George Carlin would love this. On Tuesday, the Supreme Court spent time discussing the use of dirty words on TV. Carlin started out with seven, and it's unclear how many of them the Court discussed in the case of the FCC vs. Fox Television. What is known is that none of the Justices used any of them. I imagined them making BEEP noises whenever one of the words came up, but imDB says they used far less entertaining methods, like saying "the S-word and the F-word." In either case, I hope Clarence Thomas responded to his findings by using that famous line from Spaceballs: "We ain't found sh-- I mean, the S-word!"
It would have been appropriate. According to MSNBC "[t]here was no apparent consensus on the court about what to do in the dispute between the broadcast networks and the Federal Communications Commission over celebrities' one-time uses of profanity on live television during hours when children are likely to be watching." The entire case stems from a ban on "fleeting expletives" that the FCC attempted to enforce after Cher and Bono burned up the airwaves with the F-word during award shows. What did they expect? Bono and Cher are both four-letter words! Considering that the BBC and most European channels allow S-words and F-words, Bono's sins can be forgiven. As for Cher, I wonder what a Richard Pryor routine would sound like through that machine she uses on "Believe."

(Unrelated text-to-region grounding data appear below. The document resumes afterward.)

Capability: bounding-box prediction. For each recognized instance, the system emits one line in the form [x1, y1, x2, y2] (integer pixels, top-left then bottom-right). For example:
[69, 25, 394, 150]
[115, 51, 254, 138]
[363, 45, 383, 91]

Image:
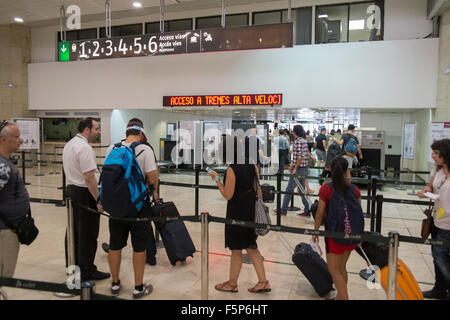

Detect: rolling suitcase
[358, 244, 423, 300]
[278, 234, 334, 298]
[380, 259, 424, 300]
[261, 183, 275, 203]
[151, 200, 196, 266]
[159, 220, 196, 266]
[292, 242, 334, 297]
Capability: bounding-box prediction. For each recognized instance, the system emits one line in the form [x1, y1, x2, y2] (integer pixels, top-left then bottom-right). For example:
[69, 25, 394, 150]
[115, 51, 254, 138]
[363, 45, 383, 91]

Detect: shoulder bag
[254, 166, 271, 236]
[421, 201, 434, 239]
[0, 209, 39, 245]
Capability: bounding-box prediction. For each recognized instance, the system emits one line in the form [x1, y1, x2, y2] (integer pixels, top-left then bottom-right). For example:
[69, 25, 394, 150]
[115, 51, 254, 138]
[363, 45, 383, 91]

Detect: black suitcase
[261, 183, 275, 203]
[292, 243, 333, 297]
[354, 232, 389, 269]
[151, 200, 196, 266]
[151, 200, 180, 230]
[159, 220, 196, 266]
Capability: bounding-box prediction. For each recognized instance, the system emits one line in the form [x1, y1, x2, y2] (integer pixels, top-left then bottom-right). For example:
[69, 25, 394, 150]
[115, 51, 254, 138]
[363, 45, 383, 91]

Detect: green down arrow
[59, 42, 70, 61]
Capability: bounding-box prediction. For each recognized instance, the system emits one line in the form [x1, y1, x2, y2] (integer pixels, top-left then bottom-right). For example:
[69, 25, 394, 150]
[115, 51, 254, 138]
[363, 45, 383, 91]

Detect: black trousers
[65, 185, 100, 278]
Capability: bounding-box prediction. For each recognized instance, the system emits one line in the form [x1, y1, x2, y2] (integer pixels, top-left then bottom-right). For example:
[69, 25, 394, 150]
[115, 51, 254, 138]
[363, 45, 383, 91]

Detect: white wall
[360, 111, 411, 155]
[28, 38, 439, 111]
[30, 0, 433, 63]
[384, 0, 433, 40]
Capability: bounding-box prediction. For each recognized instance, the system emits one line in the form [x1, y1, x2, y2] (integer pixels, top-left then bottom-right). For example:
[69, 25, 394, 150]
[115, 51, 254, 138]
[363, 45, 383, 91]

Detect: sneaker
[111, 281, 121, 295]
[133, 284, 153, 299]
[102, 242, 110, 254]
[146, 255, 157, 266]
[272, 208, 287, 216]
[298, 212, 311, 217]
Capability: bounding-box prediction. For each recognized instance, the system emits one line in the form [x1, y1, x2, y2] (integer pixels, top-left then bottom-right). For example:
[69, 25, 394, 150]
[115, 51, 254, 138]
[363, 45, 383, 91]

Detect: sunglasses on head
[0, 120, 9, 133]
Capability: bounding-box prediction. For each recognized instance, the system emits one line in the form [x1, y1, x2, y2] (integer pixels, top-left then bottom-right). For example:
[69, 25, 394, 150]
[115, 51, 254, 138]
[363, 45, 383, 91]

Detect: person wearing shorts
[312, 156, 362, 300]
[104, 118, 159, 299]
[315, 128, 328, 172]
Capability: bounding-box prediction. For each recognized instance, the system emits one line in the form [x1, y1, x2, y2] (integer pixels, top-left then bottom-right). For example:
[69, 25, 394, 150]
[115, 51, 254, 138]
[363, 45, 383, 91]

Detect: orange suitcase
[380, 258, 424, 300]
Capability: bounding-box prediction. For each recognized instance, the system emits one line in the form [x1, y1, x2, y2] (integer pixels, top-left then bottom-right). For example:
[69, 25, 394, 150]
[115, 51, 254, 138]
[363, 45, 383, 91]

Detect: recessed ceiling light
[14, 17, 24, 23]
[132, 2, 142, 8]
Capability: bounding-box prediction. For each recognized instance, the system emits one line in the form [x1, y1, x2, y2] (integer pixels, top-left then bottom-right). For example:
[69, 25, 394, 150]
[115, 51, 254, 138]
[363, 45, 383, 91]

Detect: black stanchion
[376, 195, 383, 233]
[22, 151, 30, 186]
[370, 178, 378, 231]
[277, 171, 282, 226]
[365, 170, 372, 219]
[195, 166, 199, 217]
[288, 195, 301, 212]
[56, 171, 66, 207]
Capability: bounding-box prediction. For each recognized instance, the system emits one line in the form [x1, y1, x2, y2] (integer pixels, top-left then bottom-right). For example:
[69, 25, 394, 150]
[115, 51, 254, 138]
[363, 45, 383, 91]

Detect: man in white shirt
[104, 118, 159, 299]
[62, 118, 110, 282]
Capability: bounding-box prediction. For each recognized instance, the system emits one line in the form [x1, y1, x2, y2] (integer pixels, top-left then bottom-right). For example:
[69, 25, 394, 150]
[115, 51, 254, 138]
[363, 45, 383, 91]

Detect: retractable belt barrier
[0, 277, 123, 300]
[72, 201, 450, 249]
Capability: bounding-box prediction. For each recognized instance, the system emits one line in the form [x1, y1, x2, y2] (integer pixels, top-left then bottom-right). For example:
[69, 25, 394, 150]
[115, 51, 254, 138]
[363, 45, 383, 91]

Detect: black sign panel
[58, 23, 293, 62]
[163, 94, 283, 107]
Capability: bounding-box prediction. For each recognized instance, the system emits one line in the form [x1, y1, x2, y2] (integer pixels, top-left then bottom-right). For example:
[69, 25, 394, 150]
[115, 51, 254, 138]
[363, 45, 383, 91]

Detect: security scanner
[354, 130, 385, 180]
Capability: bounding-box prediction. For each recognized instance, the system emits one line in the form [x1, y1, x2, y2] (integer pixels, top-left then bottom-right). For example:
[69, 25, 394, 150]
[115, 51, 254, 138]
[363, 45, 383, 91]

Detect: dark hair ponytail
[330, 156, 349, 196]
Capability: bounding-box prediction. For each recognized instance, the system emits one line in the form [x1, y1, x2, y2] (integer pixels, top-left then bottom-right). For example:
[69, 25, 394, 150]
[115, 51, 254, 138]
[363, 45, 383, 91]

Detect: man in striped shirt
[274, 125, 311, 216]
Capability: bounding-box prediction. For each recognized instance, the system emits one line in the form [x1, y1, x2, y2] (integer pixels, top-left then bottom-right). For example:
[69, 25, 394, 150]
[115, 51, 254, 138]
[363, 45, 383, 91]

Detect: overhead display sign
[58, 23, 293, 62]
[163, 94, 283, 107]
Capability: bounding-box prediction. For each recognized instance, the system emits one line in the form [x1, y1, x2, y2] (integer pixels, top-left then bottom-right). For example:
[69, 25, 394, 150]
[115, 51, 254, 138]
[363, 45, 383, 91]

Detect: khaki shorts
[0, 229, 20, 278]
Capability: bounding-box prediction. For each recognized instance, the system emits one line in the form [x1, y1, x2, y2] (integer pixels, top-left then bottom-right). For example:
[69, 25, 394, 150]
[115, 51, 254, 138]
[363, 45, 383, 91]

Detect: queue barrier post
[81, 281, 95, 300]
[366, 170, 372, 219]
[376, 195, 384, 233]
[54, 197, 77, 298]
[370, 178, 378, 232]
[195, 166, 200, 217]
[201, 212, 209, 300]
[386, 231, 400, 300]
[276, 171, 282, 226]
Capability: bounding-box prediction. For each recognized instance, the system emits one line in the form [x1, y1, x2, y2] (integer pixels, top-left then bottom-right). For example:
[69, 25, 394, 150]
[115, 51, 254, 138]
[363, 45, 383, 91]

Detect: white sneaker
[133, 284, 153, 299]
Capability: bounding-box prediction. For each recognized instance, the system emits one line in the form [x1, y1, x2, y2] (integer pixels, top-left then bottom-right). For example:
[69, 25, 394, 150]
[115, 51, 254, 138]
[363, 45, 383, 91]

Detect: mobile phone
[206, 167, 212, 173]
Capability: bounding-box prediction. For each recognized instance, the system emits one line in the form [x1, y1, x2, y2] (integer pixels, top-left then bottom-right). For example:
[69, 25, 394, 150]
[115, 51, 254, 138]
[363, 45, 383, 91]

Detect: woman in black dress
[208, 135, 270, 293]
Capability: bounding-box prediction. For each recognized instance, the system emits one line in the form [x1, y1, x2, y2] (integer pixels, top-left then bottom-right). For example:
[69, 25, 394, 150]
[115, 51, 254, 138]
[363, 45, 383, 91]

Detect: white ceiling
[0, 0, 274, 27]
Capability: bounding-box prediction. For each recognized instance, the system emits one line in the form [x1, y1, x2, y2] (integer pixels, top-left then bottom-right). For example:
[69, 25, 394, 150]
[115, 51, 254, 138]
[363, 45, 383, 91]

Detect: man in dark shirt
[315, 128, 327, 171]
[0, 121, 29, 285]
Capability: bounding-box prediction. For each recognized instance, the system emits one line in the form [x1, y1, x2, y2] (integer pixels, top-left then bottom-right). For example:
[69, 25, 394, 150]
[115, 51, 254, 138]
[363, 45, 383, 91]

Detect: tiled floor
[1, 165, 435, 300]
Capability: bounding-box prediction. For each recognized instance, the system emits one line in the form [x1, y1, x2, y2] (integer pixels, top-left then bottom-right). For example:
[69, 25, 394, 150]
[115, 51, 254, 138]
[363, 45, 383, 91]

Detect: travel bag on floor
[291, 242, 334, 297]
[261, 183, 275, 203]
[379, 258, 424, 300]
[152, 199, 196, 266]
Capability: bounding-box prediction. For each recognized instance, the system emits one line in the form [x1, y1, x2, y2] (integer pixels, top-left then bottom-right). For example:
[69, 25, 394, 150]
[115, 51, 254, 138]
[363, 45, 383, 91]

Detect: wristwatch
[214, 176, 220, 183]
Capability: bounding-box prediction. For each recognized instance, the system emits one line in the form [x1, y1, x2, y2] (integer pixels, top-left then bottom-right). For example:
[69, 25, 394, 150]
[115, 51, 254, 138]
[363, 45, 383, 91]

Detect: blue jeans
[278, 149, 289, 173]
[431, 227, 450, 293]
[282, 167, 310, 213]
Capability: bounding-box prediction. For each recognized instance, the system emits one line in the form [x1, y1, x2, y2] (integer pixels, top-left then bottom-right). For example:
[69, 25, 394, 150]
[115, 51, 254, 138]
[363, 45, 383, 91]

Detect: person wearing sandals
[207, 135, 271, 294]
[417, 139, 450, 299]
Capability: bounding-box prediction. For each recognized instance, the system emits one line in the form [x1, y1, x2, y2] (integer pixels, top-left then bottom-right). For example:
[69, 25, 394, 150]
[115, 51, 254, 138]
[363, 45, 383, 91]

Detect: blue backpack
[99, 142, 148, 218]
[344, 137, 358, 157]
[326, 183, 364, 246]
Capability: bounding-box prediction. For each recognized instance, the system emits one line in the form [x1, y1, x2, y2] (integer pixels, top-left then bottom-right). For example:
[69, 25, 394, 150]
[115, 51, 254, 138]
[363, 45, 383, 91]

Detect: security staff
[62, 117, 110, 282]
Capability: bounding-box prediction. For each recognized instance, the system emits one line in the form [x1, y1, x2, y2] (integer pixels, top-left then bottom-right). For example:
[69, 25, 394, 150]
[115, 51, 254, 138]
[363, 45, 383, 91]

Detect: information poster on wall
[402, 122, 416, 160]
[429, 122, 450, 162]
[13, 118, 40, 150]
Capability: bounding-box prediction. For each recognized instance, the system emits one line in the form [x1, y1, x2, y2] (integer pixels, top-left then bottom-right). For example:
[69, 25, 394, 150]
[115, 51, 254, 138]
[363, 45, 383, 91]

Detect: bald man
[0, 121, 30, 284]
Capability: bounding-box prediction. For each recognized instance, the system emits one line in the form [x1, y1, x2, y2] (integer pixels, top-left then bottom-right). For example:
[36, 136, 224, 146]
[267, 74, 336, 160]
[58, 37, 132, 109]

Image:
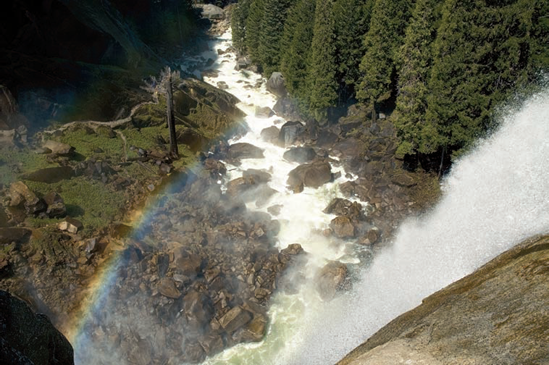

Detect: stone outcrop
[0, 290, 74, 365]
[266, 72, 287, 98]
[287, 161, 332, 191]
[338, 235, 549, 365]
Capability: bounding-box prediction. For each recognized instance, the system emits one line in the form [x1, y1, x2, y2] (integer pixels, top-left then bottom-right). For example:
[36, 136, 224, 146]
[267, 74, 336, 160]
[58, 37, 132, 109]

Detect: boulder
[273, 97, 304, 122]
[315, 261, 348, 301]
[278, 121, 304, 147]
[228, 143, 264, 160]
[287, 161, 332, 190]
[283, 146, 316, 164]
[235, 56, 251, 71]
[196, 4, 224, 20]
[8, 181, 45, 215]
[260, 126, 280, 143]
[174, 254, 202, 277]
[183, 290, 214, 328]
[42, 140, 74, 156]
[226, 177, 257, 198]
[330, 216, 356, 239]
[266, 72, 287, 98]
[234, 314, 267, 342]
[0, 129, 16, 147]
[217, 81, 229, 90]
[0, 290, 74, 365]
[324, 198, 364, 221]
[242, 169, 271, 183]
[58, 218, 83, 234]
[255, 106, 274, 119]
[219, 306, 252, 334]
[157, 277, 181, 299]
[43, 192, 67, 218]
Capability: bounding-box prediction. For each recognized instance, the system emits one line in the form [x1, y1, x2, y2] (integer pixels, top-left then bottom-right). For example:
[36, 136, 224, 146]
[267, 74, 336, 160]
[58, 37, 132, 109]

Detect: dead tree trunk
[166, 68, 178, 157]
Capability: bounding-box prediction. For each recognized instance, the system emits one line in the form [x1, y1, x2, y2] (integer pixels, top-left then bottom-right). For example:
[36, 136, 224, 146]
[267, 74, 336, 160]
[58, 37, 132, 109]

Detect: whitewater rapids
[198, 30, 549, 364]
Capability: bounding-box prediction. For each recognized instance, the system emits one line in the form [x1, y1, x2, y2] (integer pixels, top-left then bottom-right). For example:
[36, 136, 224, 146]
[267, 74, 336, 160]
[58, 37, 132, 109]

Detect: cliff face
[0, 290, 74, 365]
[338, 235, 549, 365]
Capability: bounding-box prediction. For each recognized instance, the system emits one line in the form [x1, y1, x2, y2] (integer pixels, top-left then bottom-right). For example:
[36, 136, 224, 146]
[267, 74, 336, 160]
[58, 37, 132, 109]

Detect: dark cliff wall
[0, 290, 74, 365]
[0, 0, 201, 126]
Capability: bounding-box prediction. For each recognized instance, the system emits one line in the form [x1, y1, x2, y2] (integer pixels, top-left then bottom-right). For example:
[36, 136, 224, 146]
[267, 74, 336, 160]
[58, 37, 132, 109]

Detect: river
[197, 31, 549, 364]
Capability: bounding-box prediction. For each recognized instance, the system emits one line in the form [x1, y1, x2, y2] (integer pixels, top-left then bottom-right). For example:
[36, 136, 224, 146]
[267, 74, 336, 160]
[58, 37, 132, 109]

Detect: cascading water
[197, 31, 549, 364]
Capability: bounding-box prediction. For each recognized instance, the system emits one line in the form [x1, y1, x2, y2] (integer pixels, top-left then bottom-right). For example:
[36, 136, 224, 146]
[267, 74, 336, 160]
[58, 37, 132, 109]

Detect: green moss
[0, 148, 54, 186]
[59, 129, 125, 160]
[25, 177, 125, 236]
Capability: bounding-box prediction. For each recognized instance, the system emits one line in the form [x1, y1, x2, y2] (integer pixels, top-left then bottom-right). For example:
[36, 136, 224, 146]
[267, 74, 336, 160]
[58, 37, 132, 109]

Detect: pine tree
[357, 0, 413, 114]
[231, 0, 251, 54]
[307, 0, 338, 123]
[246, 0, 265, 65]
[280, 0, 316, 101]
[393, 0, 440, 157]
[333, 0, 373, 102]
[258, 0, 295, 76]
[426, 0, 534, 158]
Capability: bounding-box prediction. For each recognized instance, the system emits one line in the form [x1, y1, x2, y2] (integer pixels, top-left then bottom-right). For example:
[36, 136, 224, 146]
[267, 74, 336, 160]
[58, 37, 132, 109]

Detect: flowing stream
[195, 31, 549, 364]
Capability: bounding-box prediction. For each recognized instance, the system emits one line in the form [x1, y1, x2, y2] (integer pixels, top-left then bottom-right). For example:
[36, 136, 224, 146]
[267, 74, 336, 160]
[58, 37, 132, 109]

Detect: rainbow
[67, 162, 201, 362]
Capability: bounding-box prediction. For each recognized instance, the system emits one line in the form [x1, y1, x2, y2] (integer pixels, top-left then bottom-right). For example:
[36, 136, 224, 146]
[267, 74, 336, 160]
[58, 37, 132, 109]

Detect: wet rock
[204, 158, 227, 178]
[287, 161, 332, 191]
[217, 81, 229, 90]
[255, 106, 274, 118]
[234, 314, 267, 342]
[330, 216, 356, 238]
[199, 333, 224, 356]
[324, 198, 364, 221]
[283, 146, 316, 164]
[21, 166, 75, 184]
[273, 97, 303, 122]
[157, 277, 181, 299]
[242, 169, 271, 183]
[226, 176, 257, 198]
[219, 306, 252, 333]
[58, 218, 83, 234]
[42, 140, 74, 156]
[280, 243, 304, 256]
[0, 228, 31, 244]
[266, 72, 287, 98]
[278, 121, 304, 147]
[175, 254, 202, 277]
[228, 143, 264, 160]
[267, 205, 283, 216]
[260, 126, 280, 143]
[255, 185, 278, 207]
[235, 56, 251, 71]
[183, 290, 214, 328]
[0, 290, 74, 365]
[316, 261, 348, 301]
[43, 192, 66, 218]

Justice John Roberts, who is the only judge with kids too young to hear the good stuff, said "[t]he reason these words shock is because of their association with a literal meaning." No S-word, Sherlock! Justice John Paul Stevens said "the occasional use of such words may be 'really hilarious, very, very funny.'" Are you F-word serious, Judge Stevens?! And "fleeting expletives?" What about the ones that last a long time? Are they okay to use on TV? Can Spongebob drop the F-bomb if he does it real slowly? You gotta love government verbiage.
Speaking of government speak, MSNBC says "C-SPAN asked the court to release a recording of the arguments for airing shortly after their conclusion. The court grants such requests from time to time, but turned down C-SPAN with no explanation." I know the explanation: The Supreme Court filled in the extra letters in the S-word and the F-word, and used them with reckless abandon. I think those justices are fulla S-word! Had C-SPAN gotten a recording, it would have come in a plain brown wrapper and sounded like "Def Comedy Court."